2
$\begingroup$

With reference to the original thread on Stackexchange, my question is as follows.

Usually, one would enter two value-series and a script or program calculates the correlation. For instance, with $x = 5,3,6,7,4,2,9,5$ and $y = 4,3,4,8,3,2,10,5$, the correlation is $0.93439982209434$.

For an educational website, I'm trying to find a way to let students:

  • put in value series $x$, eg. $x = 5,3,6,7,4,2,9,5$
  • put in the correlation, eg. $0.9344$
  • put in upper and lower boundaries of $y$-series, eg. between $1$ and $10$
  • give back a random series which fits the citeria, eg. $y = 4,3,4,8,3,2,10,5$

The PHP script I have written to calculate the correlation can be found in the referred-to post on stackexchange. However, it was suggested mine was much more a mathematical than a programmatical question, hence this post. Would it be possible to execute this "reverse correlation"?

  • 0
    Although I can see how you got that from the OP, I do not restrict to integer values.2012-05-15

1 Answers 1

4

I have one idea about this procedure you may have found helpful. In the linked post, the answer advises you to draw samples randomly until you reach the desired correlation. However, I guess it might take some time if you draw these samples independently of the original sequence. Let us use another trick - namely we construct a random sequence from the original one.
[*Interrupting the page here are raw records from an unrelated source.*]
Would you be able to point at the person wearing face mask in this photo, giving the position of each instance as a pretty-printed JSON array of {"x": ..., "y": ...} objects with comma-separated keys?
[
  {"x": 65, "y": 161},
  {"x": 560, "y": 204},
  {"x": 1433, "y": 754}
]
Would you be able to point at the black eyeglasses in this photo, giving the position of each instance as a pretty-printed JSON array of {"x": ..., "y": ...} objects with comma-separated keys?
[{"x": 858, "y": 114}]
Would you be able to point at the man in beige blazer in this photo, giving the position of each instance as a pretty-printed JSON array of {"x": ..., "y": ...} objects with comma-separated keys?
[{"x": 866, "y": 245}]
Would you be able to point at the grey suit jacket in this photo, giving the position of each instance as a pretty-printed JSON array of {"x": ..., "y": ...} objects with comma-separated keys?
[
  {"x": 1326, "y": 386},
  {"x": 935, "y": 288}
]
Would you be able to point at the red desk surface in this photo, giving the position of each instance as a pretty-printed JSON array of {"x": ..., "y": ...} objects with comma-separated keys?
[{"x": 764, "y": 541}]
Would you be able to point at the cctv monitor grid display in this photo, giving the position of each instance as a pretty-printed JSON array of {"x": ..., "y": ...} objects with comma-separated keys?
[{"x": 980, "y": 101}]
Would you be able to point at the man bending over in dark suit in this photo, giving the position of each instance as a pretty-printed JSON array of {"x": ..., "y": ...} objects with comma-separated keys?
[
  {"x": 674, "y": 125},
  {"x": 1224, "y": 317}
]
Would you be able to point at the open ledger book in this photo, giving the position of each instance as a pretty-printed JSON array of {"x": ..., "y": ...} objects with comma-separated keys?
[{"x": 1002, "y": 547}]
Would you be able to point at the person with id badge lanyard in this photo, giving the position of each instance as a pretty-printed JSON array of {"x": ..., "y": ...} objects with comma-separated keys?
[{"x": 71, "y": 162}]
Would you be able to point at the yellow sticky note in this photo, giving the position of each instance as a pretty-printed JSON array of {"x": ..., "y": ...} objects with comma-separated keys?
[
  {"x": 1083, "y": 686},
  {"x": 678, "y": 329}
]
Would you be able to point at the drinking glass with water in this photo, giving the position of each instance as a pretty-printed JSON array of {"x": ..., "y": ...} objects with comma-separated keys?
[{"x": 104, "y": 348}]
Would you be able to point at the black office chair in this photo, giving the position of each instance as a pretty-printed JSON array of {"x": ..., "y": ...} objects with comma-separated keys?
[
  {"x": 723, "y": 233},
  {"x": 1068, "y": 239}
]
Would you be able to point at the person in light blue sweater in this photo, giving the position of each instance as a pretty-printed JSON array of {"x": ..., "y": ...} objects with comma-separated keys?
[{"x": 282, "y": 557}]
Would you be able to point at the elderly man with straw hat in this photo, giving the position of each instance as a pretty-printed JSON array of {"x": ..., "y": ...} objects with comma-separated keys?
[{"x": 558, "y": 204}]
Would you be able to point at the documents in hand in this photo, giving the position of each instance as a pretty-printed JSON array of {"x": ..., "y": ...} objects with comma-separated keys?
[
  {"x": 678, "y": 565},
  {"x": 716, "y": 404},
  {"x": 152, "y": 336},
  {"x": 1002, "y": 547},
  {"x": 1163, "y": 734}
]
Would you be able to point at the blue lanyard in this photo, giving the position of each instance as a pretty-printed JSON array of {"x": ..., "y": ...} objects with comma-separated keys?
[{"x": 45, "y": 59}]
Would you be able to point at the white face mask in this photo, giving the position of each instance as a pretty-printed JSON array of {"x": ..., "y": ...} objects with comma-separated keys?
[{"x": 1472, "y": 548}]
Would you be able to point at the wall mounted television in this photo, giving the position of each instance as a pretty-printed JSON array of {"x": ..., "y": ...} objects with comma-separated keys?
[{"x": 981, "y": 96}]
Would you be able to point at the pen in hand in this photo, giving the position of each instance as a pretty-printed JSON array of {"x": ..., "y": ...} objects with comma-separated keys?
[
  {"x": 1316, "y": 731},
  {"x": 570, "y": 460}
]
Let $X = (X_1,\dots,X_n)$ be a sequence of iid random variables - and you want for a given $\rho$ to construct a sequence $Y = (Y_1,\dots,Y_n)$ of iid random variables which is bounded: $Y_i\in [a,b]$ and $ \operatorname{cor}(X,Y) \approx \rho. $ Well, the idea is to put $Y_i = X_i+\beta \xi_i$ where $\xi_i$ is some noise sequence you choose: e.g. $\xi_i = \pm1$. The parameter $\beta$ is needed to reach the desired correlation level: $ \operatorname{cor}(X,Y) = \frac{\mathrm{Cov}(X,Y)}{\sigma(X)\sigma(Y)} = \rho. $ We have $\mathrm{Cov}(X,Y) = \mathrm {Cov}(X,X+\beta \xi) = \sigma^2(X)$ if we assume $\xi$ to be independent of $X$. Also: $ \sigma^2(Y) = \sigma^2(X)+\beta^2\sigma^2(\xi) $ hence $ \rho = \frac{\sigma(X)}{\sqrt{\sigma^2(X)+\beta^2\sigma^2(\xi)}}. $ If you solve for $\beta$, you obtain $ \beta = \frac{\sigma(X)}{\sigma(\xi)}\sqrt{1 - \frac{1}{\rho^2}}. $

The algorithm goes like this:

  1. You're given a sequence $X$ and you estimate from it $\hat{\sigma}(X)$.

  2. You choose the distribution of $\xi$ and draw a sample of it.

  3. You put $\displaystyle{\beta = \frac{\hat\sigma(X)}{\sigma(\xi)}\sqrt{1 - \frac{1}{\rho^2}}} $ and construct the process $Y = X+\beta \xi$; here you reach the desired correlation level.

  4. Using the scaling and shift $y = aY+b$ you reach the desired bounds.